Habertürk
    Takipde Kalın!
      Günlük gelişmeleri takip edebilmek için habertürk uygulamasını indirin

        BERKİN Elvan'ın ölümünü protesto edenlerden biri mi?

        Olsa ne fark eder? Benzinliğin bir köşesinde, on kadar polisin arasında kafese girmiş ürkek kuş gibi çırpınıyor.

        Yaşı ve giyinişine bakılırsa öğrenci olabilir...

        Ya da akaryakıt istasyonuna gelmiş biri; belki de bir işçi...

        Ne fark eder?

        Bir polis uzun sarı saçından tutuyor, başını aşağı doğru eğiyor.

        Ayağına gelen topa vole vuruyor gibi yüzüne postalını yapıştırıyor.

        Genç adam başını tutarak etrafında dönüyor, uzaklaşmaya çalışıyor.

        Belli ki başına aldığı darbe sersemletiyor.

        Tekmeyi atan polis ise keyifle seyrediyor.

        Kameraman, foto muhabiri arkadaşların çekim yaptığını görünce içlerinden biri onlara yöneliyor.

        "İşimi yapıyorum, kayıttayım" diyen kameramana sinkaflı küfür savuruyor.

        Yüzünde gaz maskesi, resmi elbisesinin omzunda ise zeytin dalı altın çelenk ve altın tek yıldız...

        Yani emniyet müdürü...

        Öfkesi hareketinin önüne geçmiş, durmuyor tavrını sürdürüyor.

        Belli ki, Akademi'de Toplumsal Olaylara Müdahale ve Orantısız Güç Kullanımı ile Ceza Muhakemesi Kanunu Zor Kullanmanın Hukuki Çerçevesi derslerini es geçmiş.

        Prof.
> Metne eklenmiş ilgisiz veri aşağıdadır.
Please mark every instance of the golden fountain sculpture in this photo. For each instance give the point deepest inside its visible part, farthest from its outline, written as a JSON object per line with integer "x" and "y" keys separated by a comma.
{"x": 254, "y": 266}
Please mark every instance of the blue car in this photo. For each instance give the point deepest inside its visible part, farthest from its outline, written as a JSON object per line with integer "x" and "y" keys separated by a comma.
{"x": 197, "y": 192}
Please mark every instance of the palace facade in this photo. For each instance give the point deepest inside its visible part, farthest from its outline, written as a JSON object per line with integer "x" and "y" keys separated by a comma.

Dr. İbrahim Cerrah ile Prof. Dr. Vahit Bıçak'ın rahle-i tedrisatında bulunmamış.

        Müdahale ettiği protesto eyleminin, benzer şekilde ölen çocuk Berkin Elvan için olduğunun hiç farkında değil...

        O gencin orada yığılıp kalması durumunda yaptığının nelere mal olabileceğini, var olan gerilimi hangi noktaya taşıyacağını düşünmüyor; umursamıyor.

        NE AĞLARSIN...

        Oysa Türkiye bu olaylarla yeni de karşılaşmadı.

        Tarih acı örnekleriyle dolu.

        Her dinleyişimde içime hüzün dolduran türküde olduğu gibi...

        Hikâyesi de türkü kadar acıdır.

        Âşık Daimi'nin (İsmail Aydın) oğlu Kazım Aydın, duvara slogan yazarken güvenlik güçlerinin ateşi sonucu ölür.

        Oğlunun ardından yasa bürünen, ağıtlar yakan eşi Gülsüm Aydın'ın acısı, Daimi'nin yüreğinde evlat acısının önüne geçer.

        Dayanamaz, sazını alıp eşi Gülsüm Aydın için söyler:

        Ne ağlarsın benim zülfü siyahım

        Bu da gelir bu da geçer ağlama...

        Göklere erişti feryadın ahın

        Bu da gelir, bu da geçer ağlama

        *

        Daimi'yem her can ermez bu sırra

        Yusuf sabır ile vardı Mısır'a

        Gerçek kâmil olan erer o nura

        Bu da gelir, bu da geçer ağlama...

        ÖLÜMSÜZ AĞAÇLAR

        Bugün vurup öldürenler hiç anılmayacak, ama Kazım'ına ağlayan Gülsüm Aydın'a yazılan türkü asırlardır söylenecek.

        Berkin'in annesinin penceredeki görüntüsü, babası'nın vicdanındaki barış dolu muhteşem kültürü akıllardan hiç çıkmayacak.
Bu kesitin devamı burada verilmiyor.